The Magen Avraham (Orah Haim 170:19) uses this part of the Shulhan Aruch to discuss different foods or practices which are known to promote forgetfulness and are therefore to be avoided. Although not formally codified in the Shulhan Aruch, this concept has its basis in different places in the Gemara. For example, the Gemara (Menahot 99b) says that one who willingly forgets the Torah that one has learned is in violation of the Torah violation of “Pen Yasuru” (Devarim 4:9).
The Gemara (Horayot 13b) mentions that eating olives promotes forgetfulness, while olive oil is conducive to good memory. As such, some rabbis say that ifone were to eat olives, adding olive oil would be advisable. Rabbi Haim Kanievsky (Sefer Zikaron) is skeptical of this opinion since the Gemara only says that olive oil helps one’s memory, not that it nullifies the effects of olives. Rabbi Yitzhak ibn Danan (LeYitzhak Re’ah, vol. 2, Orah Haim §50, [pg.5]) says that since most olives are black, the Gemara’s recommendation to avoid olives only referred to black olives, not green ones. Interestingly, there was a custom in Morocco not to eat black olives during the month of Nissan since it is the month in which one should remember the Exodus from Egypt.

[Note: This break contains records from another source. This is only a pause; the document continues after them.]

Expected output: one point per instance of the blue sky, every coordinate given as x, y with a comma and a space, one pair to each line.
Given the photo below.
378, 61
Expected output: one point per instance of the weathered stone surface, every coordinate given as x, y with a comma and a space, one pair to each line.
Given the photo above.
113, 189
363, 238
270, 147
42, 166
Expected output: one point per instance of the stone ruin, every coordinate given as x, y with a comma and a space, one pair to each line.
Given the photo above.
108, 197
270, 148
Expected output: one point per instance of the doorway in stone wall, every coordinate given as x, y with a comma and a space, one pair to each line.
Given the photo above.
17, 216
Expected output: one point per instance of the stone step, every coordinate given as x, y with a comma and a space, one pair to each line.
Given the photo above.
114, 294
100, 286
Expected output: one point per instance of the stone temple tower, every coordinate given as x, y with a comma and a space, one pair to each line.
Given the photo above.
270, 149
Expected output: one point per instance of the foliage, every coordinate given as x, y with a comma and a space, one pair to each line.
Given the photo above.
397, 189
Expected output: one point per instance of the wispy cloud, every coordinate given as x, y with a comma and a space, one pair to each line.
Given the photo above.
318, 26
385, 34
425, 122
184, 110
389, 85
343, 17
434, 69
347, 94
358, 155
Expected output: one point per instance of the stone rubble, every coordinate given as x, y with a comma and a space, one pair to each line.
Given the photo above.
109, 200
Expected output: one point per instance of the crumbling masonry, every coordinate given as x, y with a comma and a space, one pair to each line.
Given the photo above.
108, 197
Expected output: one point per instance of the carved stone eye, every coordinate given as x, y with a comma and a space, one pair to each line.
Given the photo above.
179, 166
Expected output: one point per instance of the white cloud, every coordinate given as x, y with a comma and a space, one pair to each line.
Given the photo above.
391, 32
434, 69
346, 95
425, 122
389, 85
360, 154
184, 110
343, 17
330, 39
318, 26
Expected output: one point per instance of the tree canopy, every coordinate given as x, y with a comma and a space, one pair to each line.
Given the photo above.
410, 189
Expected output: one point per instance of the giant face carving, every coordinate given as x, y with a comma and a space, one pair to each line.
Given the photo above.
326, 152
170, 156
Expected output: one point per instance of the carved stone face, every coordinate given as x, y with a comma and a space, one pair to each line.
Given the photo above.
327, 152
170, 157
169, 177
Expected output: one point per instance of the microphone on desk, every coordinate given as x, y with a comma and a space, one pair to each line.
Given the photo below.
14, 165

Other things which promote forgetfulness include not washing one’s hands when necessary (such as after touching one’s shoe or cutting one’s nails) (Shulhan Aruch 4:18); sleeping with one’s shoes (Yoma 78b); putting two articles of clothing simultaneously (Magen Avraham, O.H. 2:3); leaving open the book from which one is learning and drying one’s hands on one’s clothing. (Gemara).
Summary: One should avoid if possible those things which promoteforgetfulness.